La demoiselle avait l’air déterminé que mon effort était digne de mention et comptait pour quelque chose avant de rajouter que je devais bien faire attention de conserver les factures pour ne pas perdre la petite somme que j’avais dépensée si jamais je manquais la marque sur les trois chefs de récompense (à défaut d’être accusation, ce qui aurait été vachement plus approprié pour déposer, mais jamais à l’égard de ma grande fille). « J’espère qu’elle le verra comme ça. Mais je garderais bonne note : prévoir la déception potentielle en conservant les factures. » L’ironie avait franchi mes lèvres avec un sérieux désabusé qui semblait bigrement similaire à celui de la femme. Ce ne serait pas la première fois que je ne serais pas à la hauteur. Les familles étaient si complexes. Un mélange d’effort et de dureté. Des cœurs qui pouvaient prendre de véritables siècles pour accepter des choses. J’étais presque prêt à reconnaître que mon admission à l’urgence et le fait que je l’avais croisé était peut-être la seule raison pour laquelle nous nous retrouvions dans cette curieuse position pour renouer. Mieux qu’avant que je passe l’arme à gauche potentiellement.
Les suggestions m’arrachèrent à cette sombre pensée. « Non, je me suis toujours opposé à l’idée de lui offrir une carte-cadeau ou un montant d’argent. Même si ça fait plaisir… je suis de l’école qu’un cadeau est quelque chose qui a été choisi avec attention. » Ce n’était peut-être pas la plus productive des techniques que de recaler automatiquement la première option qu’elle me lançait. Oui des fonds amenaient du bonheur, mais c’était si impersonnel, si… C’était un synonyme d’un aveu.

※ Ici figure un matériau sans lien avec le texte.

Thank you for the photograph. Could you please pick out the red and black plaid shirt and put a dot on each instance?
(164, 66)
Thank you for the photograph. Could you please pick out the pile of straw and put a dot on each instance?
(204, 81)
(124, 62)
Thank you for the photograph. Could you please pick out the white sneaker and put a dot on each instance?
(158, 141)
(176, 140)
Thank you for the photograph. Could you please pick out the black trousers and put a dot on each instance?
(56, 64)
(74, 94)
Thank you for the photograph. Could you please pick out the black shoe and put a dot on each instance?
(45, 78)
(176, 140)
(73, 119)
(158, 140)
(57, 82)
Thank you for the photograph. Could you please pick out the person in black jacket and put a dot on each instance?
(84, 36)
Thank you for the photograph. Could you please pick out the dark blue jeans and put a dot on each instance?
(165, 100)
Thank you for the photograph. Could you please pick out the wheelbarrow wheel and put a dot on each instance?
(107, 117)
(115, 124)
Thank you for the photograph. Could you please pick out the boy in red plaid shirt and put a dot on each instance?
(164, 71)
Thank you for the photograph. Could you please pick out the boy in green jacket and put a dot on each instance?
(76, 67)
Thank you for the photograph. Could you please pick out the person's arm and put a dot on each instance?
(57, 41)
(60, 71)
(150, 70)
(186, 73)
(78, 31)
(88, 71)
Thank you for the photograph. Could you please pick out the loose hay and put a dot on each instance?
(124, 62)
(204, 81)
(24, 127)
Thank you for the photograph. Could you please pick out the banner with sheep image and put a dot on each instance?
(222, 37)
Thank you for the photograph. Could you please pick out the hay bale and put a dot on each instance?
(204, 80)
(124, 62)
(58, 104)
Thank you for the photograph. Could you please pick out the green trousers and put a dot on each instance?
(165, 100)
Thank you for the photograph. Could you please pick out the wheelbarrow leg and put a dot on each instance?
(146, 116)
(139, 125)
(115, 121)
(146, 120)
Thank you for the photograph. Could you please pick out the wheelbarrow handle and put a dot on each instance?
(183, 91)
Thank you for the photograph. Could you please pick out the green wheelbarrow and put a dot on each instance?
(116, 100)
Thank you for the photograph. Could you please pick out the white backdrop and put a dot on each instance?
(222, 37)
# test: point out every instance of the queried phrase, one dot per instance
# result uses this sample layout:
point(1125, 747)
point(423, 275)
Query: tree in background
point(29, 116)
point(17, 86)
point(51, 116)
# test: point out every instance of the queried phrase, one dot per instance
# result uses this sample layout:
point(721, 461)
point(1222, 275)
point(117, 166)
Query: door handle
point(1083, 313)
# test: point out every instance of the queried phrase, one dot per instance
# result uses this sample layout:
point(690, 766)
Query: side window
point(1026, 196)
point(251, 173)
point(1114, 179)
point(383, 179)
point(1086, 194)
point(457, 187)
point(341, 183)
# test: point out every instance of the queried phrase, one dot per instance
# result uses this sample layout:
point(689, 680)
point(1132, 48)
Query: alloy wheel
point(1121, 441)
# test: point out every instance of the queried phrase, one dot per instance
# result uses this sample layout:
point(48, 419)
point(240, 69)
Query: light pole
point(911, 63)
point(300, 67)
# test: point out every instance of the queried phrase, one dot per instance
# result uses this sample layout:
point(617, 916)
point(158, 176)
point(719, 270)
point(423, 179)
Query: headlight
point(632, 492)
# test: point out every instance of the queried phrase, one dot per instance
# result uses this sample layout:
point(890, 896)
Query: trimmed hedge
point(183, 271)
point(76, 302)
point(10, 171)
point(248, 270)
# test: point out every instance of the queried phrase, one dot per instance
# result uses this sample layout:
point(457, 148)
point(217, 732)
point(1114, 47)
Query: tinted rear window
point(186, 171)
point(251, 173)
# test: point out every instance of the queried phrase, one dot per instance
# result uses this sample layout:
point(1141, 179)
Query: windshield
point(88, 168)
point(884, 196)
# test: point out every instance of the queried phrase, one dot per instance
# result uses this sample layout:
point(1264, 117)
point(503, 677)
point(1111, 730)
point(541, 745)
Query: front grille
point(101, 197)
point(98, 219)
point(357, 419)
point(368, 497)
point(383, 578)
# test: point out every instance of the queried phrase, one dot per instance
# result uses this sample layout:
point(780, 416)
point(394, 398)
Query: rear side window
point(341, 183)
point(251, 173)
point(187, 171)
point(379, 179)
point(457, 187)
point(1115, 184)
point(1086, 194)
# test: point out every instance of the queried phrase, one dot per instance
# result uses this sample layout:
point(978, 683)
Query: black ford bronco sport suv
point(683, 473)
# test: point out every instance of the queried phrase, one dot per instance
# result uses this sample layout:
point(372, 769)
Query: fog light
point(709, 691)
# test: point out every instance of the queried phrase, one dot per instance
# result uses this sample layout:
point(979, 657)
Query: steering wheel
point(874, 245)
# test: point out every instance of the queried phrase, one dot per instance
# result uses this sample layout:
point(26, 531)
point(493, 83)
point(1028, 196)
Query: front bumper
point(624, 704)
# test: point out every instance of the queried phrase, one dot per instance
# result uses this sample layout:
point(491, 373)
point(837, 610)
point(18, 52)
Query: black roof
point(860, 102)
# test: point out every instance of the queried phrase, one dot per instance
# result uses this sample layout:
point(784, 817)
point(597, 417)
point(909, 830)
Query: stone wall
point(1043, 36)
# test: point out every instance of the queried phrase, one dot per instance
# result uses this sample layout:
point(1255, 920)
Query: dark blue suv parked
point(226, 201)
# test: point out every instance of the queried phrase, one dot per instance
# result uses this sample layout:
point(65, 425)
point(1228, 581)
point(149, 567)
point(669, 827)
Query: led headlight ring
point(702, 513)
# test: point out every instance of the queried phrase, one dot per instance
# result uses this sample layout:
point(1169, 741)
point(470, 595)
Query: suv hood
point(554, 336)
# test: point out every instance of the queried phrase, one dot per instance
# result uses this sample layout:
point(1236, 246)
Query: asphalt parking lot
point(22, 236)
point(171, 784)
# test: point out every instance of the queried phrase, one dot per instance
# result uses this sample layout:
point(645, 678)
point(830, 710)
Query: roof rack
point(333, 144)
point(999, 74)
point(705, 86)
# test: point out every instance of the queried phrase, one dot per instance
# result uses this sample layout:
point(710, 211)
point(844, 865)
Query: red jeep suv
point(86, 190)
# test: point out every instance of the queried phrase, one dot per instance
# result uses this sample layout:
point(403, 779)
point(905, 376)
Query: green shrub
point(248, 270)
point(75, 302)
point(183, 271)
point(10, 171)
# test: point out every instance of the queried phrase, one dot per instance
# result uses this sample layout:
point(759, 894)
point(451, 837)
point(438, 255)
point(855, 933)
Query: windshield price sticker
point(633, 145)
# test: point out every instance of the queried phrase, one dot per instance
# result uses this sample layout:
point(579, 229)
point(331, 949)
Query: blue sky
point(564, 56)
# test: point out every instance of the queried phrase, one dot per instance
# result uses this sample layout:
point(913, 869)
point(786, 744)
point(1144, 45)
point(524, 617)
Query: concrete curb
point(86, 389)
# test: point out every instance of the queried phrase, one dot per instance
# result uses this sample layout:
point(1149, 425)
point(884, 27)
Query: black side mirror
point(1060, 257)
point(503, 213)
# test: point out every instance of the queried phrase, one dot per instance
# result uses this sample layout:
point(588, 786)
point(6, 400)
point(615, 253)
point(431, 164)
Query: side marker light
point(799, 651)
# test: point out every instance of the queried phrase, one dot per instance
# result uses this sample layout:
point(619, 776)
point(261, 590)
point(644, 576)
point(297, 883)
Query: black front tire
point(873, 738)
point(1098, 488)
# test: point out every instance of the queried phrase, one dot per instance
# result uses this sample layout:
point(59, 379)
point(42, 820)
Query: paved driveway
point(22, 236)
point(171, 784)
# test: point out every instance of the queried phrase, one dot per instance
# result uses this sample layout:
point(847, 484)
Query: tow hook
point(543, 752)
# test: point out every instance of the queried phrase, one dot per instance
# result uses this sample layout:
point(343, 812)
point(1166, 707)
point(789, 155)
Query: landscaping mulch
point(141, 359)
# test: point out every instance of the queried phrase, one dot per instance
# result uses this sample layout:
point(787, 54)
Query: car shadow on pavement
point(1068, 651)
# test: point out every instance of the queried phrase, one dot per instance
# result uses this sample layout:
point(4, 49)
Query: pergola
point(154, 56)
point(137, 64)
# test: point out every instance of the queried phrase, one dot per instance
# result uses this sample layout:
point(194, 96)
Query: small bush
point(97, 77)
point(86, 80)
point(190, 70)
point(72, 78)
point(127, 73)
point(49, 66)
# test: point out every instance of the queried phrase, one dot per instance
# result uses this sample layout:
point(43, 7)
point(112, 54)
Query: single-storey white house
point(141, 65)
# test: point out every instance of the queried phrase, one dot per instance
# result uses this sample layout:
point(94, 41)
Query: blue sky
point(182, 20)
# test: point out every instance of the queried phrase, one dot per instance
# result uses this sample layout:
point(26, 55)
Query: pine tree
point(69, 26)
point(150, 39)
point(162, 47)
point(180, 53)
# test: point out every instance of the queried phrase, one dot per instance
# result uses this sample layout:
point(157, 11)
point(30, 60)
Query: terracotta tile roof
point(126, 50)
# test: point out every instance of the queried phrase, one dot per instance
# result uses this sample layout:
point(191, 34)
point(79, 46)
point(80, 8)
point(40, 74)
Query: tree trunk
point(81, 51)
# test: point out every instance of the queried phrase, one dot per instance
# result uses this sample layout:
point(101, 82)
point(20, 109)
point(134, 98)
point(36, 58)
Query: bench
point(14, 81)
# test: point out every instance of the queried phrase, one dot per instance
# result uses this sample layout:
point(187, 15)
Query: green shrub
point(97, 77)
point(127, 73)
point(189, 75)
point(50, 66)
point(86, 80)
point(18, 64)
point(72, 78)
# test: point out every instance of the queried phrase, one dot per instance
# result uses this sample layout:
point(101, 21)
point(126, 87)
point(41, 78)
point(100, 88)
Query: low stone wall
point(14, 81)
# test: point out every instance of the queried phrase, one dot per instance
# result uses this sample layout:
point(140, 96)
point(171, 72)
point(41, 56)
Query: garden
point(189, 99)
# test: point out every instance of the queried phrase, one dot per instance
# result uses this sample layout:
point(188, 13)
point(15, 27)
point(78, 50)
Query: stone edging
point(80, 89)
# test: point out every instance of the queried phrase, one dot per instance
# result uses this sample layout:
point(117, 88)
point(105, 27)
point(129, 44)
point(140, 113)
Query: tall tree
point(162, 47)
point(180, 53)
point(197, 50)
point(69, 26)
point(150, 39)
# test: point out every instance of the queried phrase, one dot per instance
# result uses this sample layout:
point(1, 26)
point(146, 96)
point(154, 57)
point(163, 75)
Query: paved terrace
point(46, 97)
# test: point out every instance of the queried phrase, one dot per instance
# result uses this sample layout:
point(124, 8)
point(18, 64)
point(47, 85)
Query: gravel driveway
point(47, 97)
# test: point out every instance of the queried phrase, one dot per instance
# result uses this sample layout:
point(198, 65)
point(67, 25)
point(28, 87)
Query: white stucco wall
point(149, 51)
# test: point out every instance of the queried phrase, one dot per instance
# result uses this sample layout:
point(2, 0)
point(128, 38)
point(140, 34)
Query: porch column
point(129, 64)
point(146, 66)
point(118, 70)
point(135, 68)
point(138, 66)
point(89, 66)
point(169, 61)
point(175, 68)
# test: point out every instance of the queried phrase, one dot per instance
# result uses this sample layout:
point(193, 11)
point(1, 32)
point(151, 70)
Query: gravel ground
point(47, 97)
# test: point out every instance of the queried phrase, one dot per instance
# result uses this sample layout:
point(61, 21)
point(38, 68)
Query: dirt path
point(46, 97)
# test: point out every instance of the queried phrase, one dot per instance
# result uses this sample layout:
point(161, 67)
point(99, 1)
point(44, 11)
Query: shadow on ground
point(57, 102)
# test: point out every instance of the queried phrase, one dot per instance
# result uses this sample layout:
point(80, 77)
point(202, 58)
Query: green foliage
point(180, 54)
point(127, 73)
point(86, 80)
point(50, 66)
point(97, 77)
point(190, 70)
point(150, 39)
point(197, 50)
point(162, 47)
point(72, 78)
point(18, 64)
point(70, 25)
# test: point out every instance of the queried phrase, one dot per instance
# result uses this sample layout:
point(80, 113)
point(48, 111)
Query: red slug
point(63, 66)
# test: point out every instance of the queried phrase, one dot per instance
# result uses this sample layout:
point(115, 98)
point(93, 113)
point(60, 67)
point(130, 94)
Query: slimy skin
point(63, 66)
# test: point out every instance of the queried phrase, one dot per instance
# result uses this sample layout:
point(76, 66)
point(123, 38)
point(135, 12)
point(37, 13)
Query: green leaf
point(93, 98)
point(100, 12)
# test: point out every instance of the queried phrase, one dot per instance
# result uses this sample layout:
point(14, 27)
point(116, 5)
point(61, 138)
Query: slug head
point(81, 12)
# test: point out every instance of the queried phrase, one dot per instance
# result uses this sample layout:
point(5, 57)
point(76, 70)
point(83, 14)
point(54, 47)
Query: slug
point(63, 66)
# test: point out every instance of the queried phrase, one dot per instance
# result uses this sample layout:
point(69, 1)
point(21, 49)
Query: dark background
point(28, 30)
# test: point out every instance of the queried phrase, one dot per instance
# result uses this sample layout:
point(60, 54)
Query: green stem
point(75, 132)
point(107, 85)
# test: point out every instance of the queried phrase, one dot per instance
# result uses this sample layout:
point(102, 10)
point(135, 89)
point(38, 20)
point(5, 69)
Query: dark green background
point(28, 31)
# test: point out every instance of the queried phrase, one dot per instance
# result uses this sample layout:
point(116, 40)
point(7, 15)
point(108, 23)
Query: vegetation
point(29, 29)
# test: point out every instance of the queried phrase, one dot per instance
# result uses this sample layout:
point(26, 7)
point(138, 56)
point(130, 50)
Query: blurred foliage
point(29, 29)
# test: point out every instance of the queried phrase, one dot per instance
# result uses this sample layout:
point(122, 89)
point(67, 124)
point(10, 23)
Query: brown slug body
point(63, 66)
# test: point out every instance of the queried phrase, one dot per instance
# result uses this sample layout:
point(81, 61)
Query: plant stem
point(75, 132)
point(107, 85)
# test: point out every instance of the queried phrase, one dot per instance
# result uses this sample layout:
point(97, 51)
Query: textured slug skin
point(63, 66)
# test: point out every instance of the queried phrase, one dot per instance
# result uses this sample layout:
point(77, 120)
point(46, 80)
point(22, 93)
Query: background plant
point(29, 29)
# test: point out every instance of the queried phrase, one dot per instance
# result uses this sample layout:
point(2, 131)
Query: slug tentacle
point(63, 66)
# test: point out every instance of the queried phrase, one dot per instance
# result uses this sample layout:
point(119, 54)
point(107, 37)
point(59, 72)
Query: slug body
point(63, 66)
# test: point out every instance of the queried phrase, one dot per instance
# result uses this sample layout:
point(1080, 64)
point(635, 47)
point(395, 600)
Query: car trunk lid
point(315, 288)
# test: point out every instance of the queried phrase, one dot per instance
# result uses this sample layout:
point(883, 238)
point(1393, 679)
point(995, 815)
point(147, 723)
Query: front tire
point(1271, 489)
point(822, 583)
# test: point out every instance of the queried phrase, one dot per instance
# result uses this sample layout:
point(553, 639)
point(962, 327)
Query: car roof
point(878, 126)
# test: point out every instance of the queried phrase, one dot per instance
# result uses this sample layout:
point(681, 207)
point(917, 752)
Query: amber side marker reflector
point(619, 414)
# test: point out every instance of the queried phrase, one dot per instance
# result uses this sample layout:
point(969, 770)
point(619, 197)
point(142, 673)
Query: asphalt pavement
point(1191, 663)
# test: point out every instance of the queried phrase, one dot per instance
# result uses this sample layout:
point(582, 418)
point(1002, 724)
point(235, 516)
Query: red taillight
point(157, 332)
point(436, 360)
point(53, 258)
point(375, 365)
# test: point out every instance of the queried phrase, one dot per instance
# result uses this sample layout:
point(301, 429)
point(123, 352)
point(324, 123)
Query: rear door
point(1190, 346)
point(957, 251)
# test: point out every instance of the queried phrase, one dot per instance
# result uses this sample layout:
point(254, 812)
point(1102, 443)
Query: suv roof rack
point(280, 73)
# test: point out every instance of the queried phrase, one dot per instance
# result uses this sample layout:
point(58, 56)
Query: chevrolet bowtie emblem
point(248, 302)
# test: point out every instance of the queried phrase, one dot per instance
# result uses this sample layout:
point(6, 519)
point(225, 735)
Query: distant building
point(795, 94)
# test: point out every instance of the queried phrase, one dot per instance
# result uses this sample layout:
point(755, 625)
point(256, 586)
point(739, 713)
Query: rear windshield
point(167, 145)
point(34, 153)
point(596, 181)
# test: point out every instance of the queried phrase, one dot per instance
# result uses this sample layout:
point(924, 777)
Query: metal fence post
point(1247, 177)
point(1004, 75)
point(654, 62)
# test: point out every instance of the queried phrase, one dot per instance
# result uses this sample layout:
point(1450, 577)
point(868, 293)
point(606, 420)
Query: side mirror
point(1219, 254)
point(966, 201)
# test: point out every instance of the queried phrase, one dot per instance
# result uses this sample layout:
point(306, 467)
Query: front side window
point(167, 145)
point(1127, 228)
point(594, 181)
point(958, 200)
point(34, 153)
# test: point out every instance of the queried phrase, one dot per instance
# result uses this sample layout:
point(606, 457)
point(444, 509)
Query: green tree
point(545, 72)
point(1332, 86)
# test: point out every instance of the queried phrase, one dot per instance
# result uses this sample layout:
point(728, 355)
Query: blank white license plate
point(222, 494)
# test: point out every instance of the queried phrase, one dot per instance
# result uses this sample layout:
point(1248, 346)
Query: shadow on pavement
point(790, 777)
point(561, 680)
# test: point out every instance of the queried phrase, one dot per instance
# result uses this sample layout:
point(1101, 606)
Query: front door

Admettre que j’avais échoué à la connaître comme mon enfant, bien que c’était elle qui m’avait rejeté de toutes ses forces. Je contemplais donc pendant un instant la pensée de lui offrir un des coffrets-cadeaux déjà tout faits. Je n’avais certes pas les plus grands moyens du monde, mais il y avait de quoi célébrer entre les retrouvailles et son anniversaire.
Vient alors la suggestion que je montre une photo. Ça ne me semblait pas si stupide que ça comme idée considérant que j’étais si loin de ma zone de confort n’ayant jamais vraiment été très intéressé par ces produits quand Margaret les utilisait que j’aurais été incapable d’en identifier un seul pour sauver ma vie. « J’en ai une… photographie. », murmurais-je en fouillant dans mes poches pour y récupérer mon portefeuille. Un cliché qui ne convenait sans doute pas à la situation dans ces jours plus heureux. Ce n’était pas Margaret qui serait forte sur l’option de m’envoyer quoi que ce soit. Si j’avais été capable de tolérer les appels (rares, courts et expéditifs) avec mon ex-femme, j’aurais certainement pu comprendre toute la portée de sa défection parentale alors que je n’avais que l’envie de reprendre contact avec mes enfants qui me rongeait de l’intérieur. Aucune photo donc depuis cette photo prise avant le divorce, lorsque ma fille avait presque ses vingt-deux ans. Presque cinq ans qui étaient écoulés une éternité, un gouffre immense qui séparait les balbutiements de l’âge adulte de l’endroit où elle était maintenant dans sa vie. Une photo qui avait été usée un peu par le passage des années dans le cuir de mon portefeuille.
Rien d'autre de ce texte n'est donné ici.